Marks’ın ikinci hatası, daha kötüydü. Bu, kapitalizmle ilgili gerçeğin kendi matematik modelleri aracılığıyla keşfedilebileceği varsayımıydı. Bu, kendi teorik sistemine en kötü zararı veren şeydi. Bize özgürlüğün birincil önemde ekonomik konsept olduğu fikrini öğreten adam, radikal belirsizliği politik ekonomi içinde hak ettiği yere oturtan akademisyen, aynı zamanda basit cebir modellerle oynayan kişiydi. Bu modellere göre emek birimleri tümüyle nicelleştirilebilir. Bu modellerden kapitalizme ilişkin bazı ek anlayışlar edinmeyi umuyordu. Ölümünden sonra Marksist iktisatçılar uzun kariyerlerini benzeri tipte akademik mekanizmalar üretmeye harcadılar. ‘Dönüşüm sorunu’ gibi günümüzle ilişkisiz tartışmalarla oyalanırken nesli tükenen hayvanlara döndüler, bu arada neoliberal kamyon yolundaki bütün muhalifleri ezdi geçti.”

 

Syriza ile gündeme gelen özgürlükçü Marksizm yorumlarını ortodoks Marksistlerin duymazlıktan geleceğini tahmin etmek güç değil. Ama anarşistler için bu tezlerde tartışmaya değer şeyler var.

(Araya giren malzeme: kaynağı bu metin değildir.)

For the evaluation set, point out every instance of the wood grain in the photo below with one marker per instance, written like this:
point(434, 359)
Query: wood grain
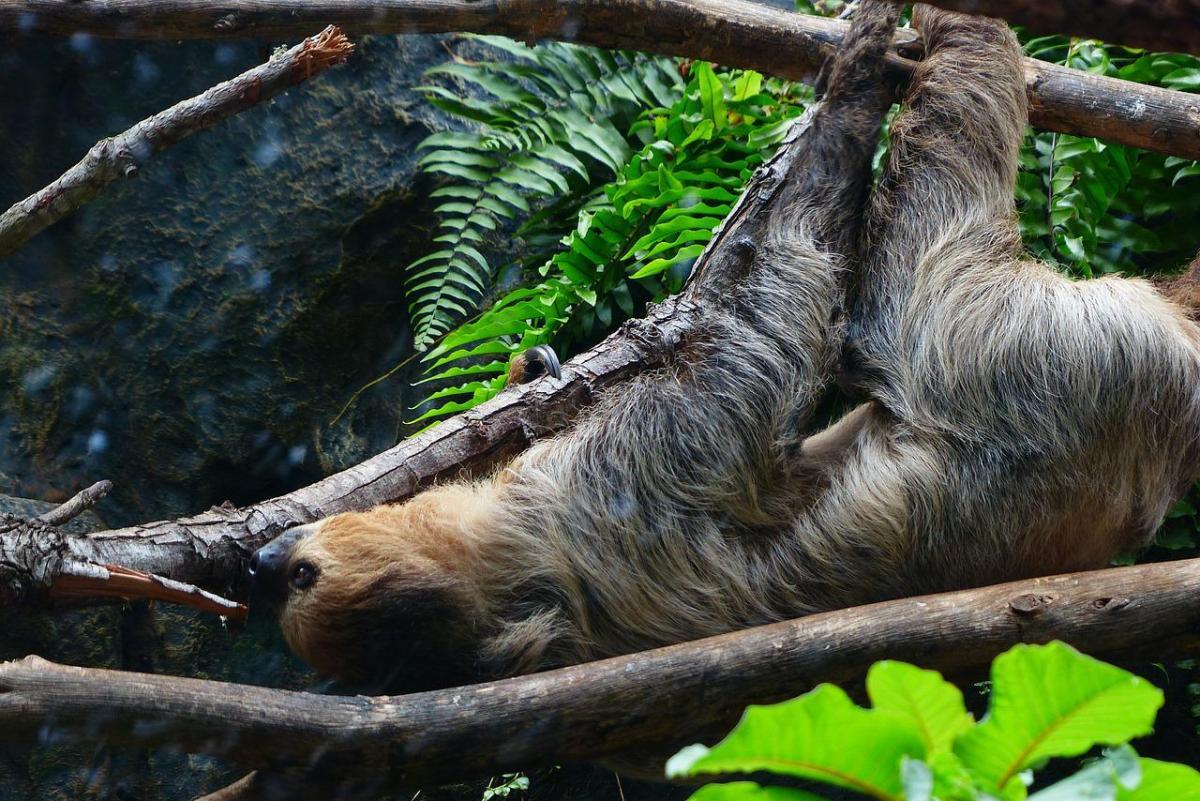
point(651, 702)
point(733, 32)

(*) Yazının orjinali şu adreste okunabilir: http://www.theguardian.com/news/2015/feb/18/yanis-varoufakis-how-i-became-an-erratic-marxist

24 Comments

  1. Anonim

    Syriza’nin ortaya serilen Rus derin devleti ile iliskileri konusunda ne dersiniz? Ozellikle Avrasyaci fasist ideolog Alexander Dugin ile yakin iliskileri Ozgurlukcu Marksizm’den ziyade Stalinizm odakli olduklarini dusunduruyor.

  2. Mülayim Sert

    Varoufakis’in bu ilginç başlıklı yazısı (“Nasıl tutarsız bir Marxist oldum?”) oldukça ilgi gördü. Diğer konuşmalarının birkaçını youtube’dan dinledim. Aslında kitabı var bir tane onu okumak lazım. Yine de edindiğim sonuç şu: Eğer Varoufakis’ten bakan kişiliğinde Marxist bir ekonomi kurmak yolunda adımlar bekliyorsanız büyük hayal kırıklığına uğrarsınız. Kendisi akademisyen kimliği ile Marx’ı gayet iyi tanıyor bu yazıda da bazı güzel eleştiriler getirmiş. Ancak süzdüğüm kadarıyla şöyle bakıyor: “Marx’a selam, Marx’tan çok yararlandım ama bulunduğumuz şartlarda Yunanistan’da yapılması gereken sol-Keynesçi bir programı işletebilmek. Yunan halkı daha ileri bir adıma hazır değil, ayrıca bu yönde atılacak radikal bir adım Avrupa Birliği’ne ağır bir darbe vuracak ve AB’nin yıkıntılarından radikal sol değil radikal sağ bir gelecek doğacaktır.” Yaklaşık olarak böyle düşünüyor. Günümüzde politik skala bir bütün olarak tanımların yapıldığı döneme göre sağa kaymış durumdadır. Bu açıdan ismi merkez sağ olanların faşizan, sosyal demokrat olanların liberal-merkezci, komünist olanlarının sosyal demokrat icraatlara yönelmesine şaşırmayın.

  3. Barış

    Marks’taki özgürlükçü damarın ortodoks Marksistler tarafından önemsenmediği ve geçen yüzyılda özgürlük fikrinin liberallere terk edildiği yorumu bence önemli… Gün Zileli’nin sayfasında daha önce sürdürülen mutlak ifade özgürlüğü tartışmasında özgürlükçülükten pek hazzedilmediği fikrini edinmiştim mesela ben. Şimdi bir takım Marksistler dümeni özgürlükçülüğe kırmaya çalışıyorsa iyidir.

  4. Anonim

    Madem linkleri yarıştırıyoruz ben de Negri’nin Syriza vereyim. http://www.theguardian.com/commentisfree/2015/feb/27/new-left-europe-greece-democratic-capitalism-nato
    Syrizacı değilim ama bu tartışmayı görmezden gelmek muhafazakarlığın başka turlusu.